A porta se abriu e outro negro nu, alto como 2 mts, entrou na habitação. Aproximou-se da cama e tomando-a pelos cabelos fez girar sua cabeça e meteu seu cock na boca até o fundo.
Seus três orifícios estavam ocupados por enormes morcillas, como nunca havia sonhado.
Maulón foi o primeiro a se esvair no seu cu. Essa gozação quente apenas avivou os orgasmos que já a haviam agotado e dos que havia perdido a conta. Abdul a girou de lado, e Maulón pôde sair de baixo. Nesse momento, entre os dois negros, a puseram novamente em quatro patas, e Abdul que se havia retirado, a cravou pelo cu até o fundo sem nenhuma compaixão. Começou um pistoneamento selvagem até que se corresse largamente. E nesse momento, o outro negro ocupou seu lugar e a voltou a encular. Celia já estava semiinconsciente. Haviam sido demais. Mas o que passou em seguida a paralizou.
Enquanto o terceiro negro que nem seu... nome sabia que estava martelando como uma máquina pelo cu, viu sair seu esposo dos seus sonhos. Subiu para a cama e meteu seu pau na boca. Celia pensou que estava sonhando, mas não, era verdade. Ali estava o pau do seu esposo em sua boca.
- Eres muito puta, Celia, muito puta, negra de merda, puta barata, estás recebendo o que mereces por me meter os bocados, disse ele em voz baixa enquanto metia seu pau até a garganta. Quando o negro que a estava enculando se correu, sentiu como seu esposo se vazava na sua boca, com uma quantidade de sêmen que nunca havia soltado. Quando se lhe baixou, a sacou e sentou-se em uma cadeira.

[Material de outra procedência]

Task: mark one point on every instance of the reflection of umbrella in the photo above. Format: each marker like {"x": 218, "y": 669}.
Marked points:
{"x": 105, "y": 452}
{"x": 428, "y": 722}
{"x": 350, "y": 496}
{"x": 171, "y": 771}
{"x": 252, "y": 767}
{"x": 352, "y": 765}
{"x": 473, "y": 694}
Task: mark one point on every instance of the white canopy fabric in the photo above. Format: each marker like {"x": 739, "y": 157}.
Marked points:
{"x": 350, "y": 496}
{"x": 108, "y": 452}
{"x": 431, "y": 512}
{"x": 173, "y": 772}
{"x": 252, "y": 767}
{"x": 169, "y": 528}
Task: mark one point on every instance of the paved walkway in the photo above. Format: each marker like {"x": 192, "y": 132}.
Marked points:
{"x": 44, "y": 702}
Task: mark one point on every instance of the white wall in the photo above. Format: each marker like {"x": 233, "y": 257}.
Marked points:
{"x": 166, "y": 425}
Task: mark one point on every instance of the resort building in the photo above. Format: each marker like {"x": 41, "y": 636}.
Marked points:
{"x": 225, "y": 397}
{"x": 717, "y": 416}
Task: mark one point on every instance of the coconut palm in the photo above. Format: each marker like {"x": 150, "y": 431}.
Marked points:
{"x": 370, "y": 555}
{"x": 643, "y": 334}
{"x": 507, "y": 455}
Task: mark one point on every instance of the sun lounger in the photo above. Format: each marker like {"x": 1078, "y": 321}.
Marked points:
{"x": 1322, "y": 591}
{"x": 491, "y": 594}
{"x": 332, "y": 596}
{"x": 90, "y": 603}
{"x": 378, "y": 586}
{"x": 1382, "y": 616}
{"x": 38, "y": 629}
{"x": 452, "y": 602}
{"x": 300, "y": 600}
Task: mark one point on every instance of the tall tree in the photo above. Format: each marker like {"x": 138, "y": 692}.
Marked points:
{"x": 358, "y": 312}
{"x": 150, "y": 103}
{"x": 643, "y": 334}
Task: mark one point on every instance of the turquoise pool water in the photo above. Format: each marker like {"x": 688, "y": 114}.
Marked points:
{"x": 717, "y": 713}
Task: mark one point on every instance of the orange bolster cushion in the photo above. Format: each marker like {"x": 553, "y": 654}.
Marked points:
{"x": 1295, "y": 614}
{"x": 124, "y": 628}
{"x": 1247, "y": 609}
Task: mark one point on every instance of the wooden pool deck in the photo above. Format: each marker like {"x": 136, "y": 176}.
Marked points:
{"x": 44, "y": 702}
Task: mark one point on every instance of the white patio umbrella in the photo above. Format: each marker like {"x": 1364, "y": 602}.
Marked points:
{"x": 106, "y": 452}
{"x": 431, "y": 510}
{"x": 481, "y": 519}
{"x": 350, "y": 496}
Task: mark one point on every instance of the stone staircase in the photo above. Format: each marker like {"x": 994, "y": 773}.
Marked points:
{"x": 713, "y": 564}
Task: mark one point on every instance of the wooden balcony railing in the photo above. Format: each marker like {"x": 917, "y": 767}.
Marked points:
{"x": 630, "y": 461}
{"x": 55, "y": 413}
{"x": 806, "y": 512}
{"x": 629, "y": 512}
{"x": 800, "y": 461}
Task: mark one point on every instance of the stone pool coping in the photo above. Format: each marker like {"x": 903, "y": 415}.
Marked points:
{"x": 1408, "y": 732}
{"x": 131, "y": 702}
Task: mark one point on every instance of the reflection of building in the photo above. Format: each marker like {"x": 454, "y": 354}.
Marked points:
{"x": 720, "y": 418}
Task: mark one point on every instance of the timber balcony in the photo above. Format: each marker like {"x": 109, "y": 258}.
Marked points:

Durante uma hora mais, os três negros se turnaram para cogerla. Deram-lhe por todos os buracos e de todas as maneiras possíveis, e Roberto não perdeu detalhe com seu celular. Em um momento, se vestiu e saiu, enquanto sua mulher estava muito entreterida atendendo a seus novos amigos.
Quando Celia regressou ao hotel, Roberto já não estava. Só uma nota.
Querida, eu regressei para casa. Para quando voltarás, eu já não estarei. Em alguns dias receberás a visita do meu advogado para iniciar o trâmite de divórcio. Espero que arreglemos sem problemas e que não tenha que acrescentar o vídeo que filmei hoje da tua conduta demonstrativa com seus amigos vendedores.
Um ano após, Roberto havia reorganizado sua vida com uma nova parceira, uma bela mulher que trabalhava com ele na mesma empresa. Uma mulher que detestava as coisas artesanais e não perdia tempo nos postos dos vendedores ambulantes.
Mas para Roberto as coisas haviam mudado. As cenas que havia visto tinham despertado seu interesse pelo sexo e o voyeurismo, e um amigo lhe propôs a ideia de montar um negócio de filmes pornô por internet. Naturalmente, participava com o capital, presenciava as filmagens, mas não figurava na sociedade fantasma para evitar publicidade.
O primeiro sucesso da nova empresa foi o filme sobre uma mulher casada que levava adiante uma orgia. com três negros muito bem dotados. A qualidade do vídeo não era muito boa, mas dava toda a sensação de ser completamente amador e roubado, o que fez furor na web.